There might be a hitch, Chander and links.gtanet.com.br Kortz said. OpenAI's regards to service require that many claims be fixed through arbitration, not claims. There's an exception for suits "to stop unapproved use or abuse of the Services or copyright infringement or misappropriation."


There's a larger hitch, though, experts stated.


"You should understand that the brilliant scholar Mark Lemley and a coauthor argue that AI terms of usage are most likely unenforceable," Chander stated. He was describing a January 10 paper, "The Mirage of Expert System Regards To Use Restrictions," by Stanford Law's Mark A. Lemley and Peter Henderson of Princeton University's Center for Infotech Policy.


To date, "no design creator has in fact attempted to enforce these terms with financial penalties or injunctive relief," the paper states.

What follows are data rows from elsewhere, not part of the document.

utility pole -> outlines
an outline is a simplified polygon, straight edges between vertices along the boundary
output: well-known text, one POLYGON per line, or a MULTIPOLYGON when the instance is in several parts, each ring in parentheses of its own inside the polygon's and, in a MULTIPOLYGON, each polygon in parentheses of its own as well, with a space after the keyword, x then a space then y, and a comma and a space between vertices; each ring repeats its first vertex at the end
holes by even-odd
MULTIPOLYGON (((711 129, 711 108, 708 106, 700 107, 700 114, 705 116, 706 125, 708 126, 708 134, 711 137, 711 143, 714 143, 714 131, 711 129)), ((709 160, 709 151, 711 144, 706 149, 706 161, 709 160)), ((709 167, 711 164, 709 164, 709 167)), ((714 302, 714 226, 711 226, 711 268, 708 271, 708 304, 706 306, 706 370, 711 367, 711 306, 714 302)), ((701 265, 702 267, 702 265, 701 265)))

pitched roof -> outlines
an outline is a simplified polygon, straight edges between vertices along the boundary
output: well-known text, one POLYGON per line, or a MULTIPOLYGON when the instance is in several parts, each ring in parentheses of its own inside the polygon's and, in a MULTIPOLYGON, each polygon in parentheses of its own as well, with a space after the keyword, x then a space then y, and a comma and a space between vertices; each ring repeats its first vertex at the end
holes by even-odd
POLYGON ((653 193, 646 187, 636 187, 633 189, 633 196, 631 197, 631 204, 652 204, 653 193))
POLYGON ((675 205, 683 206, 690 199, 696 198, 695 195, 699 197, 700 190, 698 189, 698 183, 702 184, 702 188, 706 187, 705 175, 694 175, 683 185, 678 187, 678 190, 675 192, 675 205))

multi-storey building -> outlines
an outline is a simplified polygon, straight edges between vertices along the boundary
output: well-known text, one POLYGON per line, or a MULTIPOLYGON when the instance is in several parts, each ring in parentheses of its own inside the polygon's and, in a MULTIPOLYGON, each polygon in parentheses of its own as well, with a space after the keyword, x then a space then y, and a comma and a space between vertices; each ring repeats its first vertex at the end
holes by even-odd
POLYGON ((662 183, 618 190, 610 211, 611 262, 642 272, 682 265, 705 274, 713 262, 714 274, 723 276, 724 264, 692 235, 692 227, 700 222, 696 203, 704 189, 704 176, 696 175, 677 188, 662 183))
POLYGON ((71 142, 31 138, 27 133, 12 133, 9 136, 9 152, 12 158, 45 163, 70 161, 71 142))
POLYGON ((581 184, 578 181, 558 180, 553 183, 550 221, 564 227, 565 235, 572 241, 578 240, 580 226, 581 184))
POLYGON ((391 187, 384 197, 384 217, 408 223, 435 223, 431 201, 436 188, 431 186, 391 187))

"This is likely for good reason: we think that the legal enforceability of these licenses is questionable," it includes. That remains in part because design outputs "are largely not copyrightable" and since laws like the Digital Millennium Copyright Act and the Computer Fraud and Abuse Act "offer limited option," it states.


"I believe they are likely unenforceable," Lemley informed BI of OpenAI's regards to service, "since DeepSeek didn't take anything copyrighted by OpenAI and because courts usually will not enforce contracts not to compete in the lack of an IP right that would avoid that competition."


Lawsuits in between celebrations in various countries, each with its own legal and enforcement systems, are constantly challenging, Kortz stated.


Even if OpenAI cleared all the above hurdles and won a judgment from an US court or arbitrator, "in order to get DeepSeek to turn over money or stop doing what it's doing, the enforcement would boil down to the Chinese legal system," he stated.


Here, OpenAI would be at the mercy of another incredibly complicated location of law - the enforcement of foreign judgments and the balancing of individual and business rights and nationwide sovereignty - that stretches back to before the founding of the US.


"So this is, a long, complicated, stuffed procedure," Kortz added.


Could OpenAI have secured itself much better from a distilling incursion?


"They could have used technical steps to obstruct repetitive access to their site," Lemley stated. "But doing so would likewise hinder normal customers."


He added: "I do not think they could, or should, have a valid legal claim against the browsing of uncopyrightable information from a public site."


Representatives for DeepSeek did not right away react to an ask for remark.


"We understand that groups in the PRC are actively working to use techniques, including what's known as distillation, to try to reproduce sophisticated U.S. AI designs," Rhianna Donaldson, an OpenAI representative, told BI in an emailed declaration.